SACRED HEART PARISH
Waterlooville 

A SAINT FOR THE WEEK

September 17th.

Hildegard of Bingen [1098-1179].

Strictly speaking, she is not a canonised saint. the process begun in the 13th/14th centuries was never formally completed. But to all intents and purposes, she is seen as one. At the present time, with the wave of interest in mysticism, feminism and the cult of the 'all-round person', Hildegard is enjoying, along with that other remarkable mystic woman Julian of Norwich, a possibly unexpected popularity.

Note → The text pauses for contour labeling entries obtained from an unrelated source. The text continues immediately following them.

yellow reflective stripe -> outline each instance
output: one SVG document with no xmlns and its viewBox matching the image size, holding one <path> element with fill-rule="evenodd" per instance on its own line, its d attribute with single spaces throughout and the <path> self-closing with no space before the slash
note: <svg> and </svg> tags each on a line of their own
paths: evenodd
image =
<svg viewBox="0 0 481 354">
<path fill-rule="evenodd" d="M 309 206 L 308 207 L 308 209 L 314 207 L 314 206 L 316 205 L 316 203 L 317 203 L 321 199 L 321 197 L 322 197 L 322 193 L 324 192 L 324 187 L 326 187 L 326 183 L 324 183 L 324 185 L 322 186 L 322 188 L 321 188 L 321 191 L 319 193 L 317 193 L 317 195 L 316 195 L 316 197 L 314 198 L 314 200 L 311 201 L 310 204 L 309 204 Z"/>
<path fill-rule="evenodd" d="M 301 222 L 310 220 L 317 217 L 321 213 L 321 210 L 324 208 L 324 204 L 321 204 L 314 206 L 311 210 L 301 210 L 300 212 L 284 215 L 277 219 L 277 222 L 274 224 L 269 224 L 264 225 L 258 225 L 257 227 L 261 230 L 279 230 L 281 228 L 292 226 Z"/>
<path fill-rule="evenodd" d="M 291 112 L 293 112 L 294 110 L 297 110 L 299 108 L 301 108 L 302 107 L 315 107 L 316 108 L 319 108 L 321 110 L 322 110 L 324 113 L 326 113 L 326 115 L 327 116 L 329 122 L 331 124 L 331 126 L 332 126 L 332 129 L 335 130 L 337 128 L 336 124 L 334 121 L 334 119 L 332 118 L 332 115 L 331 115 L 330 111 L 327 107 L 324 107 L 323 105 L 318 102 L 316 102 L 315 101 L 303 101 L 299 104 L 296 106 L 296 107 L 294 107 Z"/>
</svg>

Her life was externally uneventful; a native of Bokelheim in Germany, she became a nun at the age of 15, and later abbess, at several houses (because of the expanding community), latterly being installed at Rupertsberg. near Bingen, hence her title. At the age of 32 she began to receive the visions on which her fame rests, and which were written down in a book called 'Scivias' (a Latin abbreviation for 'knowing the ways [of the Lord]'. These visions caused her to break out of the conventional boundaries of medieval feminine silence, and write to (and criticise) Popes, Kings and Emperors, including our own Henry II and the great Frederick Barbarossa. She was writer of poems, hymns, morality plays, studies of natural history and medicine (the last being particularly remarkable for one living confined to a cloister). She was also a painter (her visionary paintings have been compared to those of William Blake), and a composer - indeed, at the present time purchase of CD's of Hildegard of Bingea is essential activity for 'trendsetters' and - reportedly - her music, along with Gregorian Chant, has been used to help people 'chill out' at rave parties. Such are the manifold ways of sanctity!